Perhaps it can be made to ignore unknown args?
@daggaz Sorry, I was pretty busy this week and have only started to wrap my head around the changes.
It's a bit of a shame that the python tokenizer can't move forward (adding new args to control new behaviour) without upsetting the rust tokenizer.
Perhaps it can be made to ignore unknown args?
I'm not sure that would be a good idea, swallowing potential errors silently etc...
If the goal is to be able to release this feature and others like it without waiting for the Rust tokenizer to have it too, wouldn't it make more sense to implement a switch in json-stream's tokenizer selection logic that looks at whether buffering or strings_as_files were requested? Right now, default_tokenizer is just set to one of the two tokenizers, but an alternative idea would be to make default_tokenizer itself a function that decides based on the supplied arguments which tokenizer to return. Then once the features have been implemented in the Rust tokenizer, the selection logic can change accordingly.
Oh, absolutely! That's a great plan.
I was thinking about this a bit further, and thought that maybe it should be up to the version of the rust tokenizer to decide if is supports x or y.
Perhaps rust_tokenizer_or_raise() could take a list of feature flags, and only return a tokenizer if it supports all the flags?

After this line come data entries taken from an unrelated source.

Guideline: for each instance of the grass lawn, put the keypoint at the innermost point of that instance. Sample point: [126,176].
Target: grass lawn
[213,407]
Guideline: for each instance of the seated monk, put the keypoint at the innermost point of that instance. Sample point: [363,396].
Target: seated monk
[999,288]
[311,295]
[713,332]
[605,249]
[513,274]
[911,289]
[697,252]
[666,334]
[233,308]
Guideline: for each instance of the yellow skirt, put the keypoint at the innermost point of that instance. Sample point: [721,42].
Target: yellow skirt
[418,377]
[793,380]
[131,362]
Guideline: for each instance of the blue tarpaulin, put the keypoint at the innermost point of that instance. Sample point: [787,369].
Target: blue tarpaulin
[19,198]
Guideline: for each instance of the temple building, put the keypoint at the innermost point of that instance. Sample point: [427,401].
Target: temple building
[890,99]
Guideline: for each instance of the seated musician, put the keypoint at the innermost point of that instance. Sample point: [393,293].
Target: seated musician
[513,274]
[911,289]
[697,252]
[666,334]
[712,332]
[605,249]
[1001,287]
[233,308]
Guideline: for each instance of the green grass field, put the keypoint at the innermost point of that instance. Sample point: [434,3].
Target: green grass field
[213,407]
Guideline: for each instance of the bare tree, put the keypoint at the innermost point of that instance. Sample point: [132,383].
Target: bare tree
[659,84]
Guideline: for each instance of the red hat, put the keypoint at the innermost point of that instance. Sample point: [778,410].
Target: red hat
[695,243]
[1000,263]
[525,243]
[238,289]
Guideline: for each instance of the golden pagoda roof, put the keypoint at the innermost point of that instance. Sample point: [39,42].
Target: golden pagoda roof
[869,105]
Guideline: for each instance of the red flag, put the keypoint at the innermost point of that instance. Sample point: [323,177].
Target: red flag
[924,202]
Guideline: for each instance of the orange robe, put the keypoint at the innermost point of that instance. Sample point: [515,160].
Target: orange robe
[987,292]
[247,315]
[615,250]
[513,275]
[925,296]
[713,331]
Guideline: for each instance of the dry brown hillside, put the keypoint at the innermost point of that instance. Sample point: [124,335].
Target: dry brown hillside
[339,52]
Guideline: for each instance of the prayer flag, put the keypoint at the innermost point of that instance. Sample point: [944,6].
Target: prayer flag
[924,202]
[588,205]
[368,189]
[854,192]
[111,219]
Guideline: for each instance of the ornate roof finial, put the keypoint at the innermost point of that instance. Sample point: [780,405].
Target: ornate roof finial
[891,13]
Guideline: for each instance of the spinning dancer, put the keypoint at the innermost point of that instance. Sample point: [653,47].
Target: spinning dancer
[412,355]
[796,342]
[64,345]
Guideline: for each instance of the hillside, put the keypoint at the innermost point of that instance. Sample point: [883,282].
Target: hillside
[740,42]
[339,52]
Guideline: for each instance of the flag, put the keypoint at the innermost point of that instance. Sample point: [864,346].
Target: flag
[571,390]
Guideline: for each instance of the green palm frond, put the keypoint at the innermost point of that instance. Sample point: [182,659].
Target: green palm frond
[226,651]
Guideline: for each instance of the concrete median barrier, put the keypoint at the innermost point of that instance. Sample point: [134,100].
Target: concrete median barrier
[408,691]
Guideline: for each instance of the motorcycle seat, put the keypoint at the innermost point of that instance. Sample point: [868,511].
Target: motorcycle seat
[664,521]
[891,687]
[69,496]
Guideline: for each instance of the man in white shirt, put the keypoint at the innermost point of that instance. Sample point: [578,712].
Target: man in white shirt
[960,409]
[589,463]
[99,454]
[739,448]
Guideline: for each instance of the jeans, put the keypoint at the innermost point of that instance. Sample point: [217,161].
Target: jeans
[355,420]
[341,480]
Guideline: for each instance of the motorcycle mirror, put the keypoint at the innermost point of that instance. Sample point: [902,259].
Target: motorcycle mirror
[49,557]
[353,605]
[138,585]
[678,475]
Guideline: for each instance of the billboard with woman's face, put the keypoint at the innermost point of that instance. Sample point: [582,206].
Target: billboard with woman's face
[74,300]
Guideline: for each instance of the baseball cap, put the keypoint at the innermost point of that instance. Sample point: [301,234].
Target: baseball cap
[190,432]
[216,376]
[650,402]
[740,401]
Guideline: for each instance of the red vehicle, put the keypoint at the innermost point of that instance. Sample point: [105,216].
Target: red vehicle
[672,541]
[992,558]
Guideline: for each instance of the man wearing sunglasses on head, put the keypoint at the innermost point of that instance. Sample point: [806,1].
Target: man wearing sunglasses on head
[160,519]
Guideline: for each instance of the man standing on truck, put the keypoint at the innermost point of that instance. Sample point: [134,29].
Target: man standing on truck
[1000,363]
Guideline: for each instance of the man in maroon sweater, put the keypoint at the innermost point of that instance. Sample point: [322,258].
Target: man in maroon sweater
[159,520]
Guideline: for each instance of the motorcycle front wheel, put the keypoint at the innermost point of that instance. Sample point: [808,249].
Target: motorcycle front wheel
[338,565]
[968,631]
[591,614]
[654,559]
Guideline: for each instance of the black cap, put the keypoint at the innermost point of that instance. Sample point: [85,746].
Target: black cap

That way the python code doesn't need to understand the state of the rust tokenizer's feature support at all, especially if for example a person doesn't have the latest version?
@daggaz Sure, that's not a problem from my end, and I can see the advantage that it won't require updates to json-stream which only bump the version of the dependency to json-stream-rs-tokenizer and change the selection logic. But the disadvantage is that then you always have to wait for me to add such flags to rust_tokenizer_or_raise when you introduce a new feature that I'm lagging behind on, whereas if it's all decided on the json-stream end, you can do what you want.
But I guess it's not that imporant since such cases will probably be rare in the future so I'll just merge it for now unless you have other suggestions for what the API of that call should look like?
Ah, no, that's not quite what I meant, I mean that you take the list of requested feature flags (or just the kwargs that control them) and raise if there are any you don't support/understand.
This also means that you could support things ahead of the python tokenizer.
Ohh I see, that makes more sense :+1: I've updated the PR
My changes to run all the tests with both tokenizers has highlighted a bug with this PR.
Working on a fix!
@daggaz sorry for the tag, but I need this feature, for now my workaround is splitting my strings in a list.